Ihsan Almarzooqi, GluCare Co-Founder and Managing Director, said “Prediabetes is rising in the region and the number of people impacted is alarming. Prediabetes is reversible, Type 2 Diabetes is not, although it can go into remission, so proactivity in the treatment of this condition is critical. There are two ways of testing, first is to do an informal assessment of risk factors, usually best for asymptomatic adults, or the second option is to do a blood test.”
“The key to reversing Prediabetes is really all about education on the lifestyle choices that are needed and increasing awareness about how the foods we eat and the levels of physical activity we partake in can dramatically impact our health.”

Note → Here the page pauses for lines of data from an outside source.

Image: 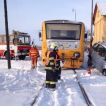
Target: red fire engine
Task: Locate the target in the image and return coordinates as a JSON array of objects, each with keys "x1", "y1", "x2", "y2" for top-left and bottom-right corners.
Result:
[{"x1": 0, "y1": 31, "x2": 31, "y2": 60}]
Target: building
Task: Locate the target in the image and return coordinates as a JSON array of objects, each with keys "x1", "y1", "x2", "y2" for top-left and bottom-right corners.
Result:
[{"x1": 93, "y1": 3, "x2": 106, "y2": 43}]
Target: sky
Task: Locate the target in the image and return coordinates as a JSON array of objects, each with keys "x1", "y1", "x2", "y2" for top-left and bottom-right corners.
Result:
[{"x1": 0, "y1": 0, "x2": 106, "y2": 44}]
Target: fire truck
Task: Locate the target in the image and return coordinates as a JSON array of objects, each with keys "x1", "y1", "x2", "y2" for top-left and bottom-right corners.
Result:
[{"x1": 0, "y1": 31, "x2": 31, "y2": 60}]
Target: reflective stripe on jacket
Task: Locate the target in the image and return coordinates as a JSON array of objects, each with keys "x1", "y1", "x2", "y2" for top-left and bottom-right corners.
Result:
[{"x1": 29, "y1": 47, "x2": 39, "y2": 57}]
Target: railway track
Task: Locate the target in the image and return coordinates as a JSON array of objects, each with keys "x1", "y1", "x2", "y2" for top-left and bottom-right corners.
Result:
[
  {"x1": 30, "y1": 83, "x2": 44, "y2": 106},
  {"x1": 73, "y1": 69, "x2": 94, "y2": 106}
]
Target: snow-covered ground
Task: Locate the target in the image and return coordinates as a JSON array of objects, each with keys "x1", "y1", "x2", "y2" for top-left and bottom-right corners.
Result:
[{"x1": 0, "y1": 54, "x2": 106, "y2": 106}]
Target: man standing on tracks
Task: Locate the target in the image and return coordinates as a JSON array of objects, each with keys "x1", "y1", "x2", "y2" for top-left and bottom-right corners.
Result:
[
  {"x1": 54, "y1": 46, "x2": 61, "y2": 81},
  {"x1": 29, "y1": 43, "x2": 39, "y2": 69},
  {"x1": 88, "y1": 47, "x2": 92, "y2": 74},
  {"x1": 45, "y1": 43, "x2": 58, "y2": 88}
]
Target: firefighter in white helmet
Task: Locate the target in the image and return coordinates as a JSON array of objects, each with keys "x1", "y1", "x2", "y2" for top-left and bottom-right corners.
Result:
[{"x1": 45, "y1": 43, "x2": 58, "y2": 88}]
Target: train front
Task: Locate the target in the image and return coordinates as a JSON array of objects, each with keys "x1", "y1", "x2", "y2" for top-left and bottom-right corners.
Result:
[{"x1": 42, "y1": 20, "x2": 84, "y2": 68}]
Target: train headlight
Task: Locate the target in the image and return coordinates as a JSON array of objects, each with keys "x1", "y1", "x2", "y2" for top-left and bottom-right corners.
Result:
[{"x1": 73, "y1": 52, "x2": 80, "y2": 59}]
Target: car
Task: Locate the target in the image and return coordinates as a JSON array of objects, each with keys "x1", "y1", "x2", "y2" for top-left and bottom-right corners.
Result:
[{"x1": 91, "y1": 42, "x2": 106, "y2": 76}]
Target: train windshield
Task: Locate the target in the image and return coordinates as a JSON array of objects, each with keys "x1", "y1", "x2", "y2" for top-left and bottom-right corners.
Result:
[
  {"x1": 46, "y1": 24, "x2": 81, "y2": 40},
  {"x1": 13, "y1": 35, "x2": 30, "y2": 45}
]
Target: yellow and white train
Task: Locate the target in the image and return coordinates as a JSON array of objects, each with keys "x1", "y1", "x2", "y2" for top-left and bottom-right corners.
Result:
[{"x1": 39, "y1": 20, "x2": 85, "y2": 68}]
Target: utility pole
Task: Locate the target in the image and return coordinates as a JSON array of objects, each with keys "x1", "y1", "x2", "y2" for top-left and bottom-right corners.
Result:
[
  {"x1": 4, "y1": 0, "x2": 11, "y2": 69},
  {"x1": 72, "y1": 9, "x2": 76, "y2": 21},
  {"x1": 91, "y1": 0, "x2": 93, "y2": 37},
  {"x1": 90, "y1": 0, "x2": 93, "y2": 47}
]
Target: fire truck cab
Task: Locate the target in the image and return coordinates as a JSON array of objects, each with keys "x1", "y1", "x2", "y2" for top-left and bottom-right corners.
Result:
[{"x1": 0, "y1": 31, "x2": 31, "y2": 60}]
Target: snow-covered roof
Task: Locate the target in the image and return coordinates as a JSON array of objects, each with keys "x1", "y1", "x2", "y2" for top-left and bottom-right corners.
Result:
[{"x1": 93, "y1": 2, "x2": 106, "y2": 23}]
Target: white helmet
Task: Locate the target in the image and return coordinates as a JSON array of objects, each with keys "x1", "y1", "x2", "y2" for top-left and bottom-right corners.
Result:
[{"x1": 50, "y1": 43, "x2": 58, "y2": 50}]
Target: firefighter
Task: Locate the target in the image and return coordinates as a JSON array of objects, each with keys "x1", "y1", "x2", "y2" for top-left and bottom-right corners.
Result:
[
  {"x1": 54, "y1": 46, "x2": 61, "y2": 81},
  {"x1": 45, "y1": 43, "x2": 57, "y2": 88},
  {"x1": 29, "y1": 44, "x2": 39, "y2": 69},
  {"x1": 88, "y1": 48, "x2": 92, "y2": 74}
]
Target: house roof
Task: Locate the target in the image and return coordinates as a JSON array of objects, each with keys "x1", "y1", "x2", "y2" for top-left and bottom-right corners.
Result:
[{"x1": 93, "y1": 2, "x2": 106, "y2": 23}]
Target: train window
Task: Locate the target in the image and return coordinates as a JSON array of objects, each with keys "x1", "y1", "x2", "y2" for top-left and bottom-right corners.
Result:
[{"x1": 47, "y1": 24, "x2": 81, "y2": 40}]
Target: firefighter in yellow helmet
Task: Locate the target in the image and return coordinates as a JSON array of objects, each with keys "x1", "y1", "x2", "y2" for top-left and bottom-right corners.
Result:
[
  {"x1": 45, "y1": 43, "x2": 58, "y2": 88},
  {"x1": 29, "y1": 44, "x2": 39, "y2": 69}
]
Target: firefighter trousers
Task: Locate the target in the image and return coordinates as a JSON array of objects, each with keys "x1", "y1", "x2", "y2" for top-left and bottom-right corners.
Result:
[
  {"x1": 46, "y1": 70, "x2": 57, "y2": 88},
  {"x1": 31, "y1": 57, "x2": 37, "y2": 68}
]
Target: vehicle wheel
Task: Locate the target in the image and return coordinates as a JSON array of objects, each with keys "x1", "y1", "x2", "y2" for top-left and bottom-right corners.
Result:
[
  {"x1": 102, "y1": 69, "x2": 106, "y2": 76},
  {"x1": 18, "y1": 55, "x2": 26, "y2": 60}
]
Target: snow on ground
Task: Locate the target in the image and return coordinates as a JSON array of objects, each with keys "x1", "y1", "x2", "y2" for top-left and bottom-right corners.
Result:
[{"x1": 0, "y1": 53, "x2": 106, "y2": 106}]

HE added: “If you are diagnosed, there is still a really high chance that you will be able to cure this condition. The key to managing Prediabetes is to focus on preventative healthcare. Monitoring the condition in real-time as opposed to every three months with blood tests which is the traditional method of care, is essential. We have developed a number of technological aids that use artificial intelligence and continuous data to monitor and advise our patients in real-time, 24/7, and we partner this with understanding and empathetic medical professionals who look after our patients physical and mental needs, helping them to make the lifestyle changes they need to really improve their health,” said Dr. Almarzooqi.